Book reviews
# See No Evil: Uncovering the Truth Behind the Financial Crisis
Erik Banks, Palgrave Macmillan, November 2010
We are doomed to experience further financial crises in the future, because money is powerful, bankers clever, political will malleable and memories short. So argues Erik Banks in this stimulating book, which tells the story of the recent global economic crisis in the words of the main players in the drama. Banks shows how few bankers, regulators and politicians saw the crisis coming, and how they believed its effects would be containable when it began. When realisation kicked in, they all began to compensate by talking loudly and designing populist knee-jerk measures which seemed only to deal with the specifics of preventing another crisis exactly like that which had already occurred. The form of future crises was barely thought about. Banks' reconstruction of the crisis, and the demonstration that so few substantive lessons have been learnt, is essential reading for anyone interested in our current predicament.

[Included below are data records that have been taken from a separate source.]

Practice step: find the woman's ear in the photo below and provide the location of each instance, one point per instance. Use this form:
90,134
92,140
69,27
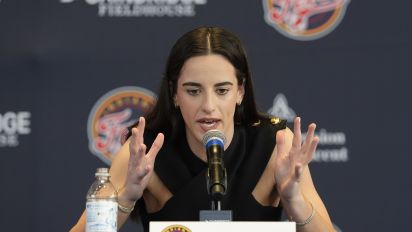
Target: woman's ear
240,93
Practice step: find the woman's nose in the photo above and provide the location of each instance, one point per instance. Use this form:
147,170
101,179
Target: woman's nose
208,104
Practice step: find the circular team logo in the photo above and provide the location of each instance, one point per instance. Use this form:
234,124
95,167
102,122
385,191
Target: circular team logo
111,115
176,228
304,19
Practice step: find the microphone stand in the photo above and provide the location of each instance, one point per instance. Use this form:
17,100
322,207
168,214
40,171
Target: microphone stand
216,193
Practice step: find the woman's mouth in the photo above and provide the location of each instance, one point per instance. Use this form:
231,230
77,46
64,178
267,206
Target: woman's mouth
208,124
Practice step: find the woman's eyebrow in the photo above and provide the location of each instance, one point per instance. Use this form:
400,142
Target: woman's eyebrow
223,83
191,84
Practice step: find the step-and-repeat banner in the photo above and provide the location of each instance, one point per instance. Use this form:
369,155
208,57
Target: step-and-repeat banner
75,73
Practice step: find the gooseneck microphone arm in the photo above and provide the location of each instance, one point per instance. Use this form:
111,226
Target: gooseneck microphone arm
216,174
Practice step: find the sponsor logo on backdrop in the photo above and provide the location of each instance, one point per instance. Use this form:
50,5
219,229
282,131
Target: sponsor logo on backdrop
176,228
144,8
12,125
110,117
332,144
304,19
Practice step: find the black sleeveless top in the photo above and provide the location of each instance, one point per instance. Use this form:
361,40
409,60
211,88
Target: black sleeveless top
184,174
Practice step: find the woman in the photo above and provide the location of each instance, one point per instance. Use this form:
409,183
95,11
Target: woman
207,85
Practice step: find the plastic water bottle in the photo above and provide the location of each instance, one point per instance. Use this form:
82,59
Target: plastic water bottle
101,204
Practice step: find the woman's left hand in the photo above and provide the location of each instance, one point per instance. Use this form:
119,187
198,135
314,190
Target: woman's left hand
289,164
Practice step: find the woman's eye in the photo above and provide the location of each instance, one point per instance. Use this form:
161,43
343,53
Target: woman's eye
222,91
193,92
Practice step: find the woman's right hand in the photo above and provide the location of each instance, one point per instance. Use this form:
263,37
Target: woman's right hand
140,166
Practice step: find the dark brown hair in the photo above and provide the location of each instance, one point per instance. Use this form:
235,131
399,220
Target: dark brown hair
164,117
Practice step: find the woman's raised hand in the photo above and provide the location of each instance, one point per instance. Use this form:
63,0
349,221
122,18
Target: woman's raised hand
290,164
140,167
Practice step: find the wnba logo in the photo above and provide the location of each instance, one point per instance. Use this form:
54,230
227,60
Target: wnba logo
111,115
304,19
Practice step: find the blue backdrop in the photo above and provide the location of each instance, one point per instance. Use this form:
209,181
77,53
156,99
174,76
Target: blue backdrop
347,68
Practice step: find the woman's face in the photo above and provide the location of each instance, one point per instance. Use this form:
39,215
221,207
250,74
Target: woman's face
207,93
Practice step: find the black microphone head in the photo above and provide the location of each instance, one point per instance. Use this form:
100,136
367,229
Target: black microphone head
213,134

ERIK BANKS is a senior risk adviser for a European universal bank. Over the past 23 years, he has held senior risk positions in the investment banking and hedge fund sector in New York, Tokyo, Hong Kong, London and Munich. He is the author of more than 20 books on risk, derivatives, emerging markets and governance, including the Palgrave titles ‘Failure of Wall Street’ (2004), ‘Dictionary of Finance, Investment and Banking’ (2009) and ‘Dark Pools’ (2010).
# The Rise and Fall of an Economic Empire: With Lessons for Aspiring Economies
Colin Read, Palgrave Macmillan, September 2010
While many authors have documented empires maintained through military strength, power derived solely from economic might is a more modern phenomenon. These different sources of power share one important characteristic, though. There is an inevitability to the decline of empires that rest on either foundation. There are also lessons to learn from every empire. Just as earlier empires based on military or colonial power experienced spectacular ascendancies and subsequent declines, modern economic empires are no less fragile. The overextension, overconfidence and underinvestment that lead to the demise of military or colonial empires have their analogies in economic empires. An economic superpower grows based on its strengths, is fuelled by its successes, but declines as its values are transformed and economic arrogance dilutes its hegemonic powers. In this book, Colin Read describes the various factors that give rise to economic empires, and documents how these same forces eventually lead to their downfall. By analysing the successes of each factor and the reasons why each falters, he offers insights into ways to sustain economic relevancy. He also offers lessons to aspiring economies so that they may best leverage and manage their growth and avoid the problems that beset less carefully designed economies. In doing so, Read gives us an interesting and provocative glimpse into the current global dynamic in which the United States, the world's first true economic empire, struggles to maintain its global economic supremacy in the face of a rapidly growing China that will soon challenge it as the world's largest economy.

COLIN READ is a columnist and the author of a number of books for the academic and popular press on economic issues. He is a Professor of Economics and Finance at the State University of New York, USA. He has worked in Indonesia for the Harvard Institute for International Development and at the Harvard-MIT Joint Center for Housing Studies. This is his fourth English language book. His previous titles include: ‘Global Financial Meltdown – How We Can Avoid the Next Economic Crisis’ (2009), ‘The Fear Factor – What Happens When Fear Grips Wall Street’ (2009) and co-edited and co-authored ‘The International Taxation Handbook’ (2007).